If you keep playing you eventually get more RU through quests than mining the average planet. Or you could shoot aliens, especially trading vessels, for RU. Also, it was not intended for you to mine every planet (that is like robbing every house in Skyrim), only the ones with good resources. Also, during the beta it took me only 40 hours to buy almost everything, do quests for all the major alien races, and finish the story and that was with me doing a lot of pointless grinding low-value planets and not attacking traders and the cost of stuff was much higher during the beta than it is now.
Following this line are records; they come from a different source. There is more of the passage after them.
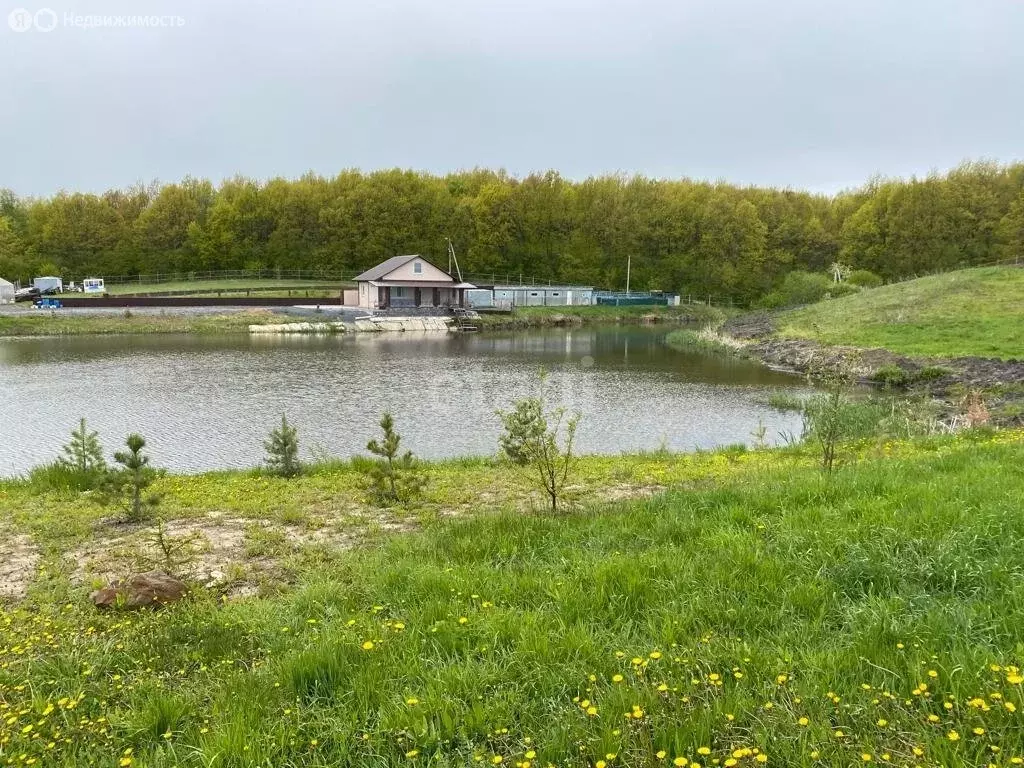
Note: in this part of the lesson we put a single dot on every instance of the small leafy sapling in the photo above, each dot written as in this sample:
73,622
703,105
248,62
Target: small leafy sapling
172,554
283,450
393,478
828,419
132,479
542,441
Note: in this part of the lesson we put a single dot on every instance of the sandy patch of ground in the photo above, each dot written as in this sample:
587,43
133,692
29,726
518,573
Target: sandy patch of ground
18,560
235,555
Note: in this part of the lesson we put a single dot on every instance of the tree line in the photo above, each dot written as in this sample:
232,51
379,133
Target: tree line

I also got bored mining planets for several hours straight, but then I took a break.
If you really want to save many hours of playtime wait until people start posting guides. Just like Star Control II the universe is the same for every player, so people can share where all the good stuff is hidden. Star Control Origins actually relies LESS on guides than Star Control II because it was practically impossible to get all Melnorme upgrades in Star Control II unless you earned all those Melnorme credits by finding all the rainbow worlds. No matter how much you mined regular plantes you could not get those Melnorme upgrades because Melnorme credits are only earned by trading biological data or rainbow world locations. In Star Control Origins you don't have to find rainbow worlds to buy everything.
Stardock is not Blizzard or another AAA company that can have movie-quality cutscenes. Stardock is on a budget, even though this is by far the most money they have ever spent on one of their games. If you did not like the art style you saw in the trailer before buying this game, well I guess you should not have bought this game. Also, cutscenes can get much much worse. Star Control 3's sock puppets during alien dialogue cutscenes are abominations.